= Fusion – Sarvodaya ICT4D Movement =

ICT4D movement

Fusion is the ICT (Information and Communications Technology) for Development (ICT4D) movement of Sarvodaya, Sri Lanka, the leading NGO, serving over 15,000 villages. The name Sarvodaya is taken from the Sanskrit meaning of 'awakening (udaya) of all (sarva)', and roots back to the Gandhian ideals. Fusion, as implied by the true meaning of the word, envisages the fusion of the vision and mission of Sarvodaya into the broader development scenario, using Information and Communication technologies (ICT) as a common fabric. Thus, Fusion is identified as the ICT for Development (ICT4D) movement of Sarvodaya.

Fusion primarily, but not exclusively, works with the villages that have already been socially and economically uplifted through diverse community development programs carried out over a period of time. Thus they are better prepared to connect with the Information Age. For instance a community having a registered society, with a healthy track record of micro-finance activities is recognized as better prepared to interact with digital technologies.

Fusion partners with multiple institutions including the State (Information and Communication Technology Agency of Sri Lanka), corporate, academic and civil organizations.

==Vision==
The project's vision is the e-Empowerment of rural poor communities.

Fusion's broader mission is founded on the following three pillars;
- Practice: keeping 'Community' first, and listening and recognizing the needs of the people, Fusion plans and implements programs as a response to their needs.
- Partnership: Fusion trusts and values the interdependence, sharing and sense of cooperation of the donors, educational establishments, state and corporate institutions that are carrying out the programs.
- Research: Fusion updates its development tools deriving information from the research. For instance, on one hand it seeks to adapt North-born technologies to the less well developed South. On the other hand, it strives to add value to indigenous wisdom and amplify the voices of the voiceless people of the South.

==History==
The program builds on the pioneering telecenter, that has been trialled by the Social Empowerment Program of Sarvodaya, in 1997, at a remote township (Kahawatta) of Ratnapura District, Sri Lanka.

Since it started it has progressed through a remarkable learning curve;
- Pilot testing and setting up of first ever Telecentre in Sri Lanka - 1997
- Formulation of Village Information Centre (VIC) concept and replication around the country - 1999
- First donor funded ICT program (by UNESCO Appeal) - 2003
- Initial partnership with Governments ICT program (eSriLanka) - 2003
- Developing Subsidy Voucher for the eSriLanka program - 2004
- Expansion of telecentre program with introduction of community scholarships (with Microsoft-UP) - 2004
- Beginning of ICT4D Research Program - ‘Virtual Villages; Socio-anthropological and technological study on last mile’ - 2004
- Setting up Telecentre Family Network (in collaboration with eSrilanka program) as an apex telecentre alliance - 2006
- Design and implementation of Agri-clinics as a farmer centric information delivery mechanism - 2006
- Sarvodaya-Fusion being elected as the Regional Coordinator for GKP (Global Knowledge Partnership) South Asia - 2006 May
- Launch of Sarvodaya-Fusion as a specialized ICT4D program of Sarvodaya - 2006 May

==Programs==

===Village Information Centers (VIC)===

Village Information Centers are simple community based libraries.
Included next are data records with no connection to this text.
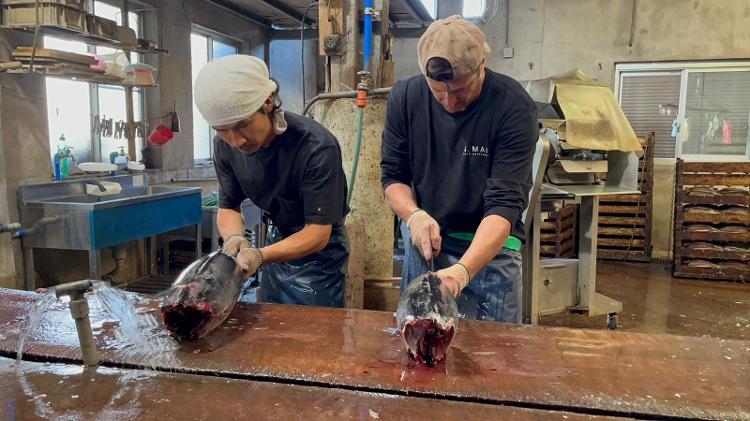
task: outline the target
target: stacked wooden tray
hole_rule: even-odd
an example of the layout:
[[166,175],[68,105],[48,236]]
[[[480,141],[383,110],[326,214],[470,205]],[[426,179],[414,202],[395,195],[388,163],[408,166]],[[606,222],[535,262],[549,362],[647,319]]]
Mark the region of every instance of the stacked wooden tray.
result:
[[750,164],[677,161],[678,277],[750,280]]
[[539,255],[542,258],[576,256],[578,205],[565,205],[541,223]]
[[654,139],[652,132],[642,142],[645,153],[638,163],[641,193],[602,196],[599,199],[597,256],[602,259],[651,260]]

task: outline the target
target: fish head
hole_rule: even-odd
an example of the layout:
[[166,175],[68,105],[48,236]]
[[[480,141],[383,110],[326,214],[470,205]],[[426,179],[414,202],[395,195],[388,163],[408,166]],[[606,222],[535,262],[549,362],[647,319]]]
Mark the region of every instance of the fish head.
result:
[[409,354],[435,365],[445,354],[458,324],[456,299],[434,273],[414,278],[401,295],[396,320]]

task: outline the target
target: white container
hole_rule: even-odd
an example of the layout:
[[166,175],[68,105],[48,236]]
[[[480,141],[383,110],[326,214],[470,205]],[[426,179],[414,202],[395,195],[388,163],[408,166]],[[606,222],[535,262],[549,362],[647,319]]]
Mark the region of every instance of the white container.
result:
[[[85,14],[80,9],[58,3],[39,4],[39,25],[55,26],[75,32],[86,32]],[[3,6],[3,25],[11,28],[36,26],[36,7],[31,5]]]
[[[39,2],[40,5],[45,3],[57,3],[64,6],[75,7],[76,9],[83,10],[84,12],[87,11],[86,0],[43,0]],[[34,6],[35,2],[34,0],[0,0],[0,4],[3,6]]]

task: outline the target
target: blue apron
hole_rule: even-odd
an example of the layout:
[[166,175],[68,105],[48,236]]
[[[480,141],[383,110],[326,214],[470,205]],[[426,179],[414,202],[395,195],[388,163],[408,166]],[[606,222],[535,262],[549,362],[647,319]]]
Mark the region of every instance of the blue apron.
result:
[[[430,268],[412,245],[404,222],[401,222],[401,237],[404,239],[401,291],[404,291],[409,281]],[[433,259],[435,271],[454,265],[470,245],[470,241],[443,236],[440,254]],[[466,319],[521,323],[522,286],[521,253],[503,248],[456,298],[458,312]]]
[[[279,229],[270,225],[266,245],[282,239]],[[348,261],[346,232],[334,225],[328,245],[319,253],[261,268],[258,302],[343,307]]]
Their unique features include:
- Simple, locally appropriate model
- Ability to adapt to diverse rural demands
- Community participation and ownership
- Ability to build community aspirations towards the digital age.

VICs are initiated by the youth leaders (volunteers) of rural villages. They are housed within low cost rural buildings, donated by the community. Some are maintained adjoining Sarvodaya Village Banks.

VICs accumulate and manage basic livelihood information related to health, transport, agriculture, education and governance.

There are VICs having enormous indigenous resources such as Traditional Medical Recipes (on Ola leaves), Indigenous crop harvest equipment, Storage systems, Traditional songs and books. Some VICs gather information related to local bio-diversity (birds, plant species etc.).

===Telecentres===

Telecentres are small units having a few computers and other ICT equipment located in rural districts. They provide internet access, ICT education and other IT services to rural communities.

The majority of the telecentres with which Fusion partners are owned by rural communities, (mostly sponsored by the State sponsored eSriLanka program). Fusion maintains a small network of telecentres to carry out pilot projects, the knowledge obtained from which can finally be adopted by the wider community.